My website InclusiviREAD was born out of this question. I wanted to create an easily accessible website where children, their parents, and their teachers could all find books at an appropriate reading level that choose to include at least one significant character who has a disability or debilitating condition. I chose to focus specifically on disability because I felt it was a marginalized group that is often overlooked in conversations on representation and diversity. InclusiviREAD has a database of nearly 300 middle grade and young adult novels that have been categorized to fit certain needs; for example, a high school English teacher who wants a book that is historically accurate will receive different, tailored recommendations on the website than a sixth-grader who wants to read science fiction. As the number of people that InclusiviREAD reaches increases, hopefully the number of books will increase as well. It is a collaborative and sustainable place for people who want to choose inclusion in their everyday reading.
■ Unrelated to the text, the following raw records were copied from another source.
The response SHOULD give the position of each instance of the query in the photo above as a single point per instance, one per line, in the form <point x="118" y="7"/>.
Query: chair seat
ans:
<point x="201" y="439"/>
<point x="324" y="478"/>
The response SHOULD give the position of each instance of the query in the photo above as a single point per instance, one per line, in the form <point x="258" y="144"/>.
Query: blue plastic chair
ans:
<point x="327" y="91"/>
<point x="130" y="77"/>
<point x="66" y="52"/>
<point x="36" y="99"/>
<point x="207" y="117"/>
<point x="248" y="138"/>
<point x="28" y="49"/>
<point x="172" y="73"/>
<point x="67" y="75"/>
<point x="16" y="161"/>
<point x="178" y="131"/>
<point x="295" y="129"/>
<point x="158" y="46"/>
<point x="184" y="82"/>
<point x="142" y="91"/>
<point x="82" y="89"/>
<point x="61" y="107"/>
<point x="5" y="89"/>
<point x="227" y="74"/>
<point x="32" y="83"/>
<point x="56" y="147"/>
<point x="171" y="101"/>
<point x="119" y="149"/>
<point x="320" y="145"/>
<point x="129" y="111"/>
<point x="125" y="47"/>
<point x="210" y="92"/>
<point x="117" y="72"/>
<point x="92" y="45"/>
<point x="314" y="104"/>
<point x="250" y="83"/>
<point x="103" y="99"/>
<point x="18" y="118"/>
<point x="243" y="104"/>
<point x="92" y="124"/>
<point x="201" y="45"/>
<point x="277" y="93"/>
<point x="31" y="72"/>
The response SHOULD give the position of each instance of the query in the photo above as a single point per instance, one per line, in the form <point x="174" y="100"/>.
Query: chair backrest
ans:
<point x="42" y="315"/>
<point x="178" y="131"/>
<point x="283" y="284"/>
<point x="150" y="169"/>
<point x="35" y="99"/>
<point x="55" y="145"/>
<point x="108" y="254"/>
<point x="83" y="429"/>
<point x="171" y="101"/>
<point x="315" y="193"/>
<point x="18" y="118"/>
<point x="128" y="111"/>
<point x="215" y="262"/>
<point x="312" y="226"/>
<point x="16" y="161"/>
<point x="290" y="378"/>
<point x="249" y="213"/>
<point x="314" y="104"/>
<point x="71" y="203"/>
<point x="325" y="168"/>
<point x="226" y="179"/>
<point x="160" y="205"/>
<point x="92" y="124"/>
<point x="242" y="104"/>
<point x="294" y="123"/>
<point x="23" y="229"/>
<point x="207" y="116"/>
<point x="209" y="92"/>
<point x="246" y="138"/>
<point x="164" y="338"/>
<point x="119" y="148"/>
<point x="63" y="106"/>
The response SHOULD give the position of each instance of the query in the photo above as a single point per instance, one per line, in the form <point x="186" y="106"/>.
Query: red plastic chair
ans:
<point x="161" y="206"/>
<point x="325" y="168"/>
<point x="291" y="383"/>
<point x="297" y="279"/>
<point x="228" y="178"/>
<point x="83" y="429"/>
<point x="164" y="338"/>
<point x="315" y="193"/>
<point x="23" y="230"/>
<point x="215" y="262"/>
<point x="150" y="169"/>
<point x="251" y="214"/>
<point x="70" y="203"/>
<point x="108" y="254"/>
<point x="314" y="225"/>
When educators do not include stories of children with disabilities in their classrooms, when parents do not invite their children to read books where characters face challenges from a difference of ability, or when students who have a disability do not see themselves reflected in their literature, the world loses. A lack of inclusion is a failure to reveal complexity, and by so doing children of all abilities will struggle to see themselves as the complex, thoughtful human beings that they are. It should be a right, not a privilege, to experience the feeling of being known like I did with Matilda. Just one book can have an impact on how a child will see themselves forever; everyone has a responsibility to make sure that chosen book is worthy of its significance.